To delve deeper into areas left unmonitored by oceanographers, WHOI engineers developed the Autonomous Benthic Explorer, or ABE. Shaped like the Star Trek Enterprise, this vehicle can glide down to 6,000 meters to levitate above the ocean bottom. Al Bradley, an ABE engineer and caretaker, explains how the 1,600-pound vehicle differs from the lightweight Dorado.

"If you are flying in a light plane, you don’t dare fly into low valleys because the mountains may climb faster than you can, so you stay well above the mountains. MBARI’s vehicles are optimized for mid-water or flat areas," he says. Conversely, ABE is designed to take on the rugged terrain of geologically active seafloors, including vertical cliffs, valleys, and mountains. Instead of one main steering propeller, ABE has seven thrusters oriented to allow for movement in any direction, including reversing to travel up overhanging cliffs.

WHOI oceanographers have sent the benthic explorer out to explore cooling underwater lava flows, investigate how new seafloor forms, and study how mineral deposits form in cracks near super-hot water surrounding volcanic vents. Many scientists don’t believe the data from ABE at first because they’ve never seen such a detailed view of the bottom of the sea, Bradley says. "The greatest reward to us as engineers is seeing the scientists tearing their hair out trying to figure out what to do with this data that is both exasperating and exhilarating," he says.

AUVs are revolutionizing the way oceanographers observe the ocean, Bradley says. "Trying to study the bottom of the ocean from a ship is like aliens trying to discover what a football field looks like from orbit. All they see is a tiny green blob. If they use deep-sea submersibles with a video camera, it would be like seeing the species of grass and insects on the field through a galactic microscope. What you need is the helicopter that hovers and scans back and forth and gives you a survey that tells you it is a rectangle of grass with white lines on it."

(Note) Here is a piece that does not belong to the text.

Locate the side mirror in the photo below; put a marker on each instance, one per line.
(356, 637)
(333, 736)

In other words, robot submarines give scientists a powerful way to spy on the ocean. Eventually, scientists hope to dock AUVs out at sea, where they could alert computers on shore when events such as toxic algal blooms occur. Then, with the push of a button, scientists could deploy the AUV to monitor the event, without ever getting their own feet wet. The knowledge gleaned from these free-roving ocean sentinels will reshape our understanding of marine chemistry, geology, and biology–forces that give the planet weather, continents, and life.

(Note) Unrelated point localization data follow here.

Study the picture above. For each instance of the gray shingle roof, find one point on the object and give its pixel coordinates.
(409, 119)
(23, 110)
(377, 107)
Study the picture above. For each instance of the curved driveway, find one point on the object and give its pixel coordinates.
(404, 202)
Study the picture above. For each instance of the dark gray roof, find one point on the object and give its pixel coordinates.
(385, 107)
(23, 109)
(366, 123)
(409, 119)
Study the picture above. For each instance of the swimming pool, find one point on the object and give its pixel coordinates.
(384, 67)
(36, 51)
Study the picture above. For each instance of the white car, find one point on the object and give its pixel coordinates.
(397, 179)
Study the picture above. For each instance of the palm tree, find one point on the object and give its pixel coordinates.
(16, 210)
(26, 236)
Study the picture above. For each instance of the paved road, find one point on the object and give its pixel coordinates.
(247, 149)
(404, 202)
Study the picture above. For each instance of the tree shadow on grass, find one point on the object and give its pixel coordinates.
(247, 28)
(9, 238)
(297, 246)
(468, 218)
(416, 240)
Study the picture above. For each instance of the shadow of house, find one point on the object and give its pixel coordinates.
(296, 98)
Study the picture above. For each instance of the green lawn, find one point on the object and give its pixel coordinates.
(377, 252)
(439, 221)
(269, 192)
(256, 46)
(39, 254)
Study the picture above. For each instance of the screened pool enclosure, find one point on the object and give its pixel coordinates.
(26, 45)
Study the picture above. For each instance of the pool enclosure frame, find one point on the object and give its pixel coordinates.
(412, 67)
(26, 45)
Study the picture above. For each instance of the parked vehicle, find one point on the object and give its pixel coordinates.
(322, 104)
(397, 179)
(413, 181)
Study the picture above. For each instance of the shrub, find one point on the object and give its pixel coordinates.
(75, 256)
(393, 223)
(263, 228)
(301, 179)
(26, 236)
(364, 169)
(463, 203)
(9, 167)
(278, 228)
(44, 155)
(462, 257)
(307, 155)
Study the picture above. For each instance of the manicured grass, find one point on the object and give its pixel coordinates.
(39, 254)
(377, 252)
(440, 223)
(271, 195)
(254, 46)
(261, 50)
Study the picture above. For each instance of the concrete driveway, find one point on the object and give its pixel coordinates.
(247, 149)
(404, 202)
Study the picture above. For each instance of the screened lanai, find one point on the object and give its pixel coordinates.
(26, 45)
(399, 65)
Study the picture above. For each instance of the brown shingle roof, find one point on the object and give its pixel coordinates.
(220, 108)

"The ocean is fundamentally opaque," says MBARI’s Bellingham. "The only way to visualize it is to introduce sensors on a platform like an AUV." The AUV takes researchers to places they otherwise couldn’t explore, such as the Arctic basin. "The Arctic is the canary in the coal mine for global climate change. The ice there is in fact warming and melting. But is it global warming or the Arctic oscillation, a normal climate cycle?" asks Bellingham. "You really need an AUV to get at these problems."